Enabling Our Server to Handle Concurrent Requests By Implementing a Multithreaded TCP/IP Server

May 06, 2024

In my previous post, I implemented a bare-bones single-threaded TCP/IP server, helping us understand the intricacies of client-server communication over TCP/IP, in addition to, what goes on inside the server when a client request arrives and the related concepts. In case you haven't read it yet, it's a recommended read before you get on with this post.

This post entails a discussion on the implementation of a multithreaded TCP/IP server that will improve our server's throughput enabling it to concurrently handle a significantly higher number of client requests in a stipulated time.

With that being said, let's get started.

Ways to make our server handle requests concurrently

Our single-threaded server could handle only one request at a time. All the subsequent or concurrent client requests were queued until the primary thread of execution was free to handle the subsequent client request.
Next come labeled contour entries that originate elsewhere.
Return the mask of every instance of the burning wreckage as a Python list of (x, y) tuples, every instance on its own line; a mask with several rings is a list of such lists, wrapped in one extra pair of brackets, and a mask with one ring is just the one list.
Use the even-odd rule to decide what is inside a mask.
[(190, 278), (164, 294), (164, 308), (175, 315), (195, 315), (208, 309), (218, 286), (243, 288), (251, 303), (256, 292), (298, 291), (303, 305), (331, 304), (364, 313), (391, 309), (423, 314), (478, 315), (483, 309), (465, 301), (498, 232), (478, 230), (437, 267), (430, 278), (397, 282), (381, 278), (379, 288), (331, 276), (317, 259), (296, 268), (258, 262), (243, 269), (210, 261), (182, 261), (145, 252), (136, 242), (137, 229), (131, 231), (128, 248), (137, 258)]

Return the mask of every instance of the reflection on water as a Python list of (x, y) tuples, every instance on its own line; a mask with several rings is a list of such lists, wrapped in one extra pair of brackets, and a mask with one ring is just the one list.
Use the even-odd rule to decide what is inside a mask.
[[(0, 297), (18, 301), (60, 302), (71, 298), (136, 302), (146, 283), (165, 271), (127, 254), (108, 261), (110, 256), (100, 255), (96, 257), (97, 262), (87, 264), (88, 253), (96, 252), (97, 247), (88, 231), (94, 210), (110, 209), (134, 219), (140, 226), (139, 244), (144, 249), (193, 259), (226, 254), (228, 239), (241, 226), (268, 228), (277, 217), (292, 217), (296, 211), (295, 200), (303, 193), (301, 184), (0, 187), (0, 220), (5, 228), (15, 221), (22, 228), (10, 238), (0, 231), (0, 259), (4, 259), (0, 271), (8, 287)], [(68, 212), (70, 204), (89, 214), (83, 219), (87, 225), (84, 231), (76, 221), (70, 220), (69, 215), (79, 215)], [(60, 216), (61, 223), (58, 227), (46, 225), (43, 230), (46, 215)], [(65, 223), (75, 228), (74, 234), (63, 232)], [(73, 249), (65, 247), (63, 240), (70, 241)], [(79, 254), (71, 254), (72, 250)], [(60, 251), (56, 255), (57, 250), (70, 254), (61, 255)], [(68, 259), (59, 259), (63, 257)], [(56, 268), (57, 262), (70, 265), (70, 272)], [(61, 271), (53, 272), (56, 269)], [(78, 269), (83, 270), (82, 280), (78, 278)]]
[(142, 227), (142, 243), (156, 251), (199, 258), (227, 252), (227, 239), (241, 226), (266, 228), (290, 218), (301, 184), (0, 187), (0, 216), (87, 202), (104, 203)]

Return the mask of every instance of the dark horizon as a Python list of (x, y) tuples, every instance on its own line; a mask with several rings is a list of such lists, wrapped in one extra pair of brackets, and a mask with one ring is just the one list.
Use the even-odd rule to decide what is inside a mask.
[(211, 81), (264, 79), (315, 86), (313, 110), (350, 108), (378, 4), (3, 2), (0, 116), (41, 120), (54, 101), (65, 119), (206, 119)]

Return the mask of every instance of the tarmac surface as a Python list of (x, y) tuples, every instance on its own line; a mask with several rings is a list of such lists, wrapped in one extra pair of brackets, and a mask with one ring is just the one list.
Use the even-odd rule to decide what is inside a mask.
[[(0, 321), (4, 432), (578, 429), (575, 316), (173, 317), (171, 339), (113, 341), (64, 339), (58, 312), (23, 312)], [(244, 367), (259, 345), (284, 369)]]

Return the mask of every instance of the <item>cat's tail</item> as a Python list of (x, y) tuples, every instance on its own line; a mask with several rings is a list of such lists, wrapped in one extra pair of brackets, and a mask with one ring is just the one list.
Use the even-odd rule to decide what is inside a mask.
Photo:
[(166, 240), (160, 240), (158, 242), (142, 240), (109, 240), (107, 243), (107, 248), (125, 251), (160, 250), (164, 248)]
In this scenario, when the single thread of execution is busy handling the current client request, the subsequent client requests will experience delays in receiving the response or, worse, connection timeouts.

There are multiple ways to make our server handle the client requests concurrently as opposed to sequentially, increasing its throughput.

1. Multithreading: Spawning a new thread for every client request

In this multithreaded approach, our server will spawn a new thread to handle every client request. Individual threads handling requests of different clients send the responses to respective clients and are terminated, completing their lifecycle.

The downside of this approach is the overhead of thread creation and destruction on every client request. Also, if the number of threads spawned is high, there is additional overhead of thread context switching.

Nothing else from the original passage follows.